Kemal Kılıçdaroğlu’nun, “Onlar bize saldırmaz” dediği terör örgütünün silahlı elemanları değil mi?

Hatırlayın, bu CHP’liler, 2015 seçimleri öncesinde, asker-polis cenazelerine katılıp, şehit acılarından oy devşirmeye kalkışmamış mıydı?

PKK’yı kınayamayan..

PKK’nın uzantısı HDP ile kirli ittifak kurmaya kalkan CHP, kalkmış, “eline silah alacaklar”dan bahsedip, uyarıda bulunuyor..

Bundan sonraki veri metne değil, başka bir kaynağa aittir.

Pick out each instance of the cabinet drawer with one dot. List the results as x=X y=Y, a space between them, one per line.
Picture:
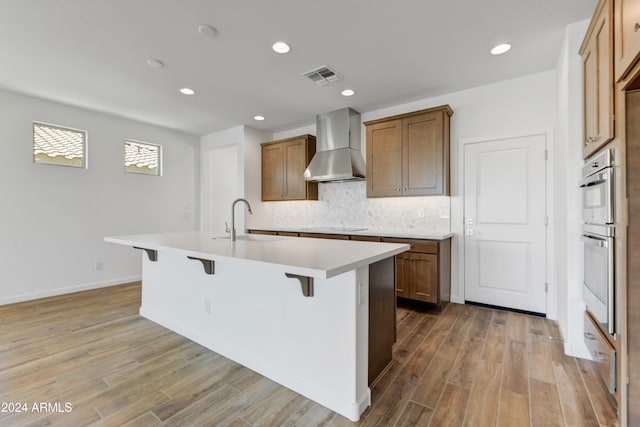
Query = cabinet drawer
x=423 y=246
x=604 y=355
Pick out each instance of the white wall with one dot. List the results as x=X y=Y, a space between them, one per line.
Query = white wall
x=221 y=183
x=567 y=199
x=53 y=218
x=515 y=107
x=521 y=106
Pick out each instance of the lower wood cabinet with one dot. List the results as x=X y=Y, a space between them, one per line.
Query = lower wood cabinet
x=424 y=273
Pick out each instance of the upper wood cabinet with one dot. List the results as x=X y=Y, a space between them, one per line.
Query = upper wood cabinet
x=626 y=35
x=596 y=52
x=283 y=165
x=408 y=154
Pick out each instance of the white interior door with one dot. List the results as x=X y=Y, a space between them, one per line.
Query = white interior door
x=505 y=216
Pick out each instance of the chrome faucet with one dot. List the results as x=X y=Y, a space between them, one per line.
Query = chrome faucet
x=233 y=217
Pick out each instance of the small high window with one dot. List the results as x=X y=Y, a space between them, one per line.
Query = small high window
x=57 y=145
x=142 y=157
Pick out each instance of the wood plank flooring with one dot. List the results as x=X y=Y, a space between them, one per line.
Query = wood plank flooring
x=467 y=366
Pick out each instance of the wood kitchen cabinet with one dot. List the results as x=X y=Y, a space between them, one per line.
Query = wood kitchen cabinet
x=597 y=60
x=283 y=165
x=626 y=36
x=423 y=273
x=408 y=154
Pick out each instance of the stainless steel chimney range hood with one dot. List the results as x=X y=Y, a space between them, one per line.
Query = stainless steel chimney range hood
x=338 y=156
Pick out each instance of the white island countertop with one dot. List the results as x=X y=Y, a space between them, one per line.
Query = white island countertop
x=319 y=258
x=398 y=233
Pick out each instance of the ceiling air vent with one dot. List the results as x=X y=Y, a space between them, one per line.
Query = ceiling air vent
x=322 y=75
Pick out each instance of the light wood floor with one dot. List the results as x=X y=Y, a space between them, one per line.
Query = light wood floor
x=467 y=366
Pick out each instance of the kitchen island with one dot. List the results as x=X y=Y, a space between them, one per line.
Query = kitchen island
x=294 y=310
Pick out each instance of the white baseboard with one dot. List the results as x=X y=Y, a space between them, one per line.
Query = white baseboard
x=68 y=290
x=456 y=299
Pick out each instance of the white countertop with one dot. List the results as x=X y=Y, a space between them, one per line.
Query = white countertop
x=356 y=231
x=320 y=258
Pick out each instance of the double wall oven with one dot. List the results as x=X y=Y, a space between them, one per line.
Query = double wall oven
x=598 y=233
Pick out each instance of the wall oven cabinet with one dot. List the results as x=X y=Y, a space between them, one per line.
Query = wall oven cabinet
x=598 y=233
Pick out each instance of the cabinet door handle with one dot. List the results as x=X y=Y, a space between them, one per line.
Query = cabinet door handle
x=599 y=356
x=592 y=139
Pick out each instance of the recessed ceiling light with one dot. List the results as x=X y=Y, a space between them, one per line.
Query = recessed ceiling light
x=207 y=30
x=500 y=49
x=155 y=63
x=281 y=47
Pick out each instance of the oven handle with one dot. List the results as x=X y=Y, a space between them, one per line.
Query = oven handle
x=594 y=179
x=595 y=241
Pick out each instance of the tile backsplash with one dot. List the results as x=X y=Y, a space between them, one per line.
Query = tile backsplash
x=345 y=204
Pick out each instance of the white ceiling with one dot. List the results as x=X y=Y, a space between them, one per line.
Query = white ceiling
x=92 y=53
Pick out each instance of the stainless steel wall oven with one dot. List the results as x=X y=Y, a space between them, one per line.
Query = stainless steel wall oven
x=598 y=232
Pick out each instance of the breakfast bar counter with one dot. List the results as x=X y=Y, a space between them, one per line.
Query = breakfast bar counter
x=295 y=310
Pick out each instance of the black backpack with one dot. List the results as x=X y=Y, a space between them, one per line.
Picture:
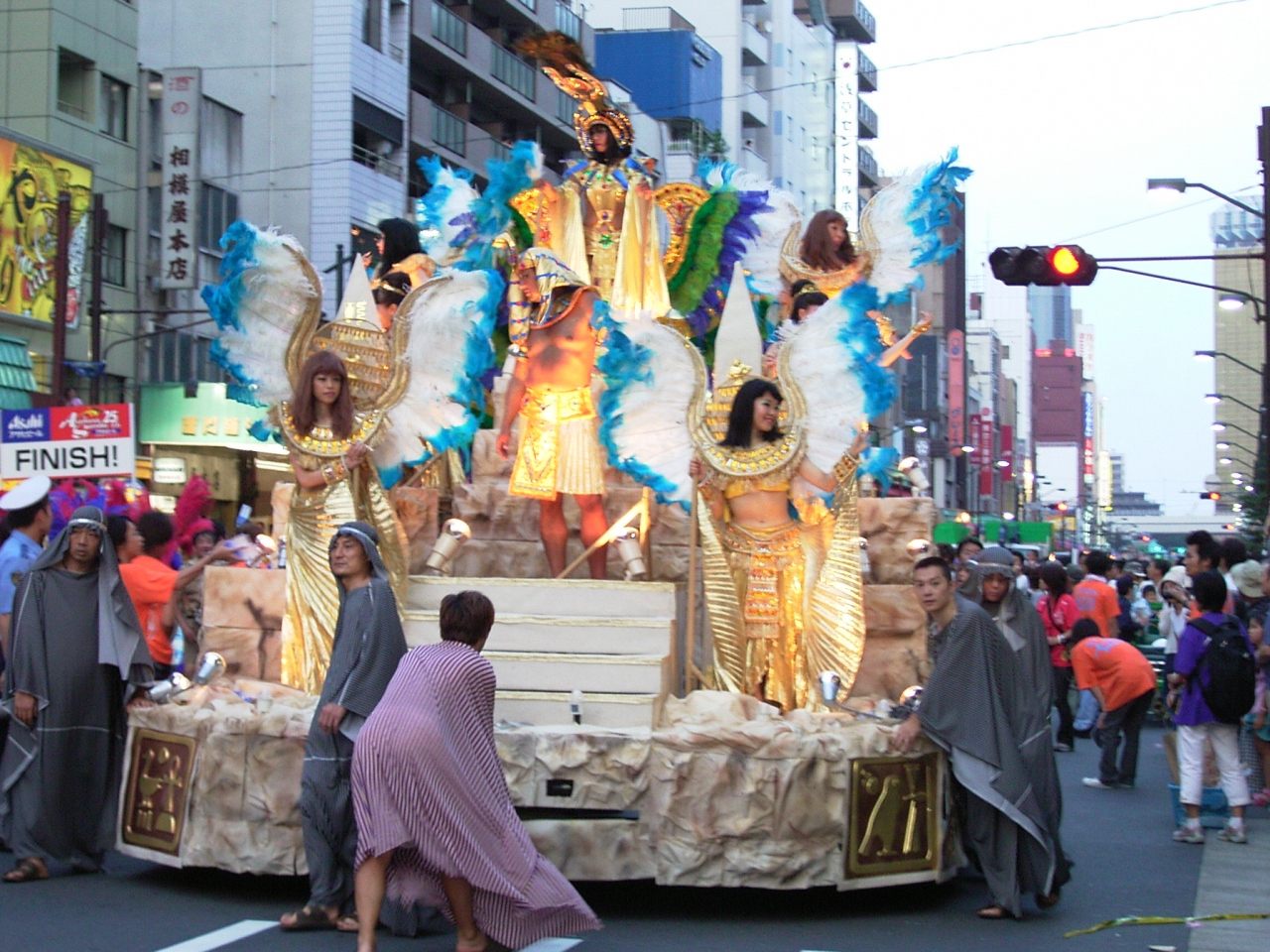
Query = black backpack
x=1232 y=669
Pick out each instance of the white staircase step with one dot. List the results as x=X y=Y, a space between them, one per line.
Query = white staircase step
x=552 y=597
x=598 y=710
x=610 y=674
x=558 y=634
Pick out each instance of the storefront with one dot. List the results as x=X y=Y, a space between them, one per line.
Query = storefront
x=207 y=434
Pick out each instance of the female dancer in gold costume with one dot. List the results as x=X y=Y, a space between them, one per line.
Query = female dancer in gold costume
x=329 y=443
x=774 y=560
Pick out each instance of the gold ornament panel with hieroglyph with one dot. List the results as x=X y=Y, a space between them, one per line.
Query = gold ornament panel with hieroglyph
x=894 y=815
x=158 y=789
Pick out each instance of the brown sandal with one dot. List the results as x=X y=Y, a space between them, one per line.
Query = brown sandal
x=28 y=870
x=309 y=919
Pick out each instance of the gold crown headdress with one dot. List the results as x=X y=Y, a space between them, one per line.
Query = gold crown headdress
x=564 y=62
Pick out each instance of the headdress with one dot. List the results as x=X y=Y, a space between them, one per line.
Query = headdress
x=553 y=276
x=564 y=62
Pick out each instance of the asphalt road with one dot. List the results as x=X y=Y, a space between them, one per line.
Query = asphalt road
x=1125 y=865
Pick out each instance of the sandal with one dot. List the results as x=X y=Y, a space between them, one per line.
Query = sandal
x=993 y=911
x=309 y=919
x=28 y=870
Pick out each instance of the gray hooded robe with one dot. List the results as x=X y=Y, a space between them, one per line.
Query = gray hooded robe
x=76 y=648
x=365 y=653
x=984 y=706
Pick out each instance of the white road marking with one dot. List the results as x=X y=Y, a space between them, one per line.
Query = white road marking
x=222 y=937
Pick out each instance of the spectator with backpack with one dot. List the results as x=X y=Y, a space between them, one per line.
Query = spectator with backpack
x=1214 y=682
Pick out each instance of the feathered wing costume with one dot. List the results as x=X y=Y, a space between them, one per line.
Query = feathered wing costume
x=414 y=397
x=781 y=610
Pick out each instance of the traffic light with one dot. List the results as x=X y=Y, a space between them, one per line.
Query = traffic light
x=1043 y=266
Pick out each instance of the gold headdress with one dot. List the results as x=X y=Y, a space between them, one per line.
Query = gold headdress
x=564 y=62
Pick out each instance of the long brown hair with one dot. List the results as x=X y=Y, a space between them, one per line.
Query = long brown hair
x=304 y=407
x=818 y=249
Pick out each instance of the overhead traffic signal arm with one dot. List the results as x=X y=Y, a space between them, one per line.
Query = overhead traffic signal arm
x=1043 y=266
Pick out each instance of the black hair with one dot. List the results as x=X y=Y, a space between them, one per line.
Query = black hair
x=466 y=617
x=24 y=517
x=1053 y=576
x=1083 y=629
x=155 y=530
x=1209 y=590
x=1233 y=551
x=1097 y=562
x=1206 y=547
x=400 y=241
x=808 y=298
x=935 y=562
x=740 y=419
x=117 y=529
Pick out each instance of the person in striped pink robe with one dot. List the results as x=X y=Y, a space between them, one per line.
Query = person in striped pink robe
x=436 y=824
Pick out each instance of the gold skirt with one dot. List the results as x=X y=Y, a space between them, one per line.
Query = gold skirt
x=558 y=448
x=313 y=593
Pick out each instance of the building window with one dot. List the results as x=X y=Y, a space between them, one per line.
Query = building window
x=73 y=85
x=112 y=111
x=114 y=257
x=217 y=211
x=372 y=24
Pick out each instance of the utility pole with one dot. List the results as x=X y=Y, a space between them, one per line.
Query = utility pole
x=100 y=220
x=62 y=295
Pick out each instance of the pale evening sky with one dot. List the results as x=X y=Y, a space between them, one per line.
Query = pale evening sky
x=1062 y=136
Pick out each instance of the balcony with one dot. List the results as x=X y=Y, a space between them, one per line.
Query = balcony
x=377 y=163
x=867 y=167
x=867 y=73
x=753 y=163
x=754 y=108
x=653 y=18
x=851 y=21
x=512 y=71
x=867 y=121
x=756 y=48
x=449 y=30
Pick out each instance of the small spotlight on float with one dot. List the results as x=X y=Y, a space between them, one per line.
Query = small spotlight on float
x=631 y=553
x=452 y=537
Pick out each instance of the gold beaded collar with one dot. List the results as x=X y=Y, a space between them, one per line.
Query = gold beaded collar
x=320 y=440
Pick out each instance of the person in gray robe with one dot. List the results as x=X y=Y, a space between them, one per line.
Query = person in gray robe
x=79 y=662
x=987 y=705
x=365 y=653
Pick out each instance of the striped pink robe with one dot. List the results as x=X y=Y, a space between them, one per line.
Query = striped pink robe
x=427 y=783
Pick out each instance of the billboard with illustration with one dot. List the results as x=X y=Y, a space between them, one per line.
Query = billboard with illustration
x=30 y=182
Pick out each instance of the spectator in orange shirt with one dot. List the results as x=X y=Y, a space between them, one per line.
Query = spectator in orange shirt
x=1095 y=598
x=155 y=587
x=1124 y=684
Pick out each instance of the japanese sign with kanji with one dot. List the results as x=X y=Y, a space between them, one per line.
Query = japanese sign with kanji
x=67 y=440
x=182 y=100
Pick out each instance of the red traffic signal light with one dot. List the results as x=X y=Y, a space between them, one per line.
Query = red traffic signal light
x=1043 y=266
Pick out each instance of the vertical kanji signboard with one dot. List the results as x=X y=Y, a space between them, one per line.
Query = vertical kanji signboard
x=182 y=102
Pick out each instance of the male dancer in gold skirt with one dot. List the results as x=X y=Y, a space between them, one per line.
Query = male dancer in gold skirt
x=554 y=345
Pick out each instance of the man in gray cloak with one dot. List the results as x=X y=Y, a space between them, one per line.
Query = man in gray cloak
x=367 y=647
x=987 y=705
x=79 y=662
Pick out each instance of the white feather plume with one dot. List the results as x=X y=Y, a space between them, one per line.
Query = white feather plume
x=652 y=375
x=820 y=366
x=266 y=290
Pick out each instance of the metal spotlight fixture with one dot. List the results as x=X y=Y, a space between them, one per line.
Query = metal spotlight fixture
x=631 y=553
x=452 y=536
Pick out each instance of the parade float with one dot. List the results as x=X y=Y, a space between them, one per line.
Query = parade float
x=626 y=734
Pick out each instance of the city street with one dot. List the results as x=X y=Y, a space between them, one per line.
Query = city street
x=1125 y=865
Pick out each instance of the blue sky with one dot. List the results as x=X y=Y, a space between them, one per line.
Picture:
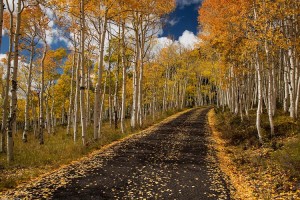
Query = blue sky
x=181 y=25
x=183 y=18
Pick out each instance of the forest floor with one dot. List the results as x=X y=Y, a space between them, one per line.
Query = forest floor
x=268 y=171
x=32 y=159
x=174 y=159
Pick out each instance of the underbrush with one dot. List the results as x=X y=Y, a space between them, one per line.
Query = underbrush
x=32 y=159
x=272 y=168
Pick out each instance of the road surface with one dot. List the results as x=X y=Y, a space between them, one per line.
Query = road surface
x=174 y=160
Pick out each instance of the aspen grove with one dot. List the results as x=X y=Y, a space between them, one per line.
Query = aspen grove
x=112 y=70
x=255 y=45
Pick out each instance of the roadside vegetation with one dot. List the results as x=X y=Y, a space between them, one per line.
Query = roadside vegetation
x=32 y=159
x=271 y=169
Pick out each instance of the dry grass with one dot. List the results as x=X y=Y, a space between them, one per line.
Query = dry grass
x=32 y=159
x=270 y=171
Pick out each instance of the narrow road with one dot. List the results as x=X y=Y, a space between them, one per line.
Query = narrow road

Eline silah almaya kalkacak olan çıkarsa, faturasını da öder..

Ama CHP, “eline silah alacaklar”dan önce..

“Eline silah alanlar”la görüşmelerini, ittifaklarını kesmesi gerekir..

Kirli ittifak görüşmelerini sonlandırması gerekir..

“6 parti ile görüşmeler” yapın..

Halkın önünde,“6 parti” arasına almadığınız HDP’yi de içine katacak şekilde kirli ittifaklar peşinde koşun.

Kendinize ait gazetelerde, “6 parti görüşmesi”ni “Millet İttifakı” diye tanımlatın..

HDP’lilere de, “Sizi bu görüşmelere terörle iltisakınız ayyuka çıktığı için almıyoruz ama, siz sabredin.. Seçime birlikte gireceğiz” deyin..

Bunları söylerken bile, HDP’nin iltisaklı olduğu örgütler, Türkiye’nin güvenlik güçlerini şehit etmeye devam etsin..

Sonra da, “Siyasi cinayetler gelebilir” diye, ortalığı karıştırmaya kalkın.

Neresinden bakarsanız bakın..

CHP iflas etmiş durumda..

Yalanlarının birinin hesabını vermeden, diğerini ortaya atıyorlar..

Halk ise, bu kirli ittifakçılara atacağı tokadın zamanını bekliyor..

Bu sözümden de, “Tehdit edildim” demesin, Kemal Bey..

O “tokat”ın, sandıkta atılacağını, kendisi de çok iyi biliyor!